In this exhibition, the works originate from a constellation of artists who participated in the 2024 edition of the GIRLPOWER Residency in southwestern France, namely Melania Toma, Paula Turmina and Atalanta Xanthe. Nearby to many cave sites, these three artists had the privilege to visit the caves at Pech Merle, Font-de-Gaume and Combarelles. Deeply moved by what they saw, these artists agreed to come together after the residency to reflect on these works of prehistoric art for this exhibition, The Cave in the Mind.
No one knows why these Homo sapiens crouched and crawled into the deep subterranean vortexes of the limestone caves of southwestern France to make images in the total darkness during the Upper Paleolithic Transition from a Neanderthal to a Homo sapiens populace.

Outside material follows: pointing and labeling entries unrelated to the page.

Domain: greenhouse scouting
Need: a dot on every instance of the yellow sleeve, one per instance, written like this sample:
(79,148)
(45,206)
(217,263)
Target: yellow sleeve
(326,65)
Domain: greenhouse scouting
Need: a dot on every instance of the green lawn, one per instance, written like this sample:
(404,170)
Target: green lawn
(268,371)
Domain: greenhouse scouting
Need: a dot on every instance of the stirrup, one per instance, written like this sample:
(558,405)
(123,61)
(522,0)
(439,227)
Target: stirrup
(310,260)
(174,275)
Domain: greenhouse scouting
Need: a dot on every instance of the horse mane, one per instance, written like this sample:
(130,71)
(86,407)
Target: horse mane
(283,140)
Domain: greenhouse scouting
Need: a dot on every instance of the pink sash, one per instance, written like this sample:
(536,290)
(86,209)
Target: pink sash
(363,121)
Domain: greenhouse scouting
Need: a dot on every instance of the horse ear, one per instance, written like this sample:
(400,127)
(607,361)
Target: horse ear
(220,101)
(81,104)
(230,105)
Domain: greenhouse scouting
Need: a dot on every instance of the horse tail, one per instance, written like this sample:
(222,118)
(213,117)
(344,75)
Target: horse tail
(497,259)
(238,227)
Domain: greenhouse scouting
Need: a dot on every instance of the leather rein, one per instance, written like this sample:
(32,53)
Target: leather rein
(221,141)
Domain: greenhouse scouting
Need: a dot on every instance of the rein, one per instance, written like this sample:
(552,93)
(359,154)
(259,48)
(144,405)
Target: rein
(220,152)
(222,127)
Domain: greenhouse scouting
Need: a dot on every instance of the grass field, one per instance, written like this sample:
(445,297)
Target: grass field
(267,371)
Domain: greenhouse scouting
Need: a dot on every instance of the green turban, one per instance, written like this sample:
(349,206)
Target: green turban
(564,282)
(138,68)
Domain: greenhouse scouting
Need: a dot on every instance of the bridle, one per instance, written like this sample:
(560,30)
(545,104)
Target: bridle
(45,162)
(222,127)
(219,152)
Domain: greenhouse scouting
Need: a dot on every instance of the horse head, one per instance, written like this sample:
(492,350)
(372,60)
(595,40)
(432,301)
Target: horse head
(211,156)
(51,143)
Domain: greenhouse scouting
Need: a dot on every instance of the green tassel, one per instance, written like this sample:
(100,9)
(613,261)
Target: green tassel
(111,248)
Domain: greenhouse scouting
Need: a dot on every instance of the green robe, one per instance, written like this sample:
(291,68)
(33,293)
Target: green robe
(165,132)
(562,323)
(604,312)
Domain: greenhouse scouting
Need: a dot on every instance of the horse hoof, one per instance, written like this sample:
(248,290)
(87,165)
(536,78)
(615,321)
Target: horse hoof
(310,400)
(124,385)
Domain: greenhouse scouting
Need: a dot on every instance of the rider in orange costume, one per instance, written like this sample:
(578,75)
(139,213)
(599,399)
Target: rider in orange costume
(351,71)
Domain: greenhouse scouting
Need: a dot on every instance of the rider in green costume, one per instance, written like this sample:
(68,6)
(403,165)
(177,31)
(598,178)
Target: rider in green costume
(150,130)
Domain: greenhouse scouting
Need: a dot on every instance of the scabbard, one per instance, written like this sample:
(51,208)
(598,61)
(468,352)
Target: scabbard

But according to David Lewis-Williams (The Mind in the Cave (2002)), during this period, human beings were able to remember their visions, dreams and hallucinations and, with fully modern language, to speak about them. Only after developing a set of socially shared mental images could the people of this period start to make graphic images or fix their visions on the walls of these caves when in an altered state of consciousness caused by sensory deprivation afforded by the remote, silent and totally dark underground chambers. He posits that the people of that period ‘harnessed what we call altered states of consciousness to fashion their society and used imagery as a means of establishing and defining social relationships’. Lewis-Williams looks at the origin of the image-makers in that ‘art cannot be understood outside its social context’. So a two-dimensional image of a bison in a cave was not a depiction of a ‘real’ bison but a ‘vison’, a ‘spirit bison’. Thirty-five thousand years ago, image-makers were shamans, not artists.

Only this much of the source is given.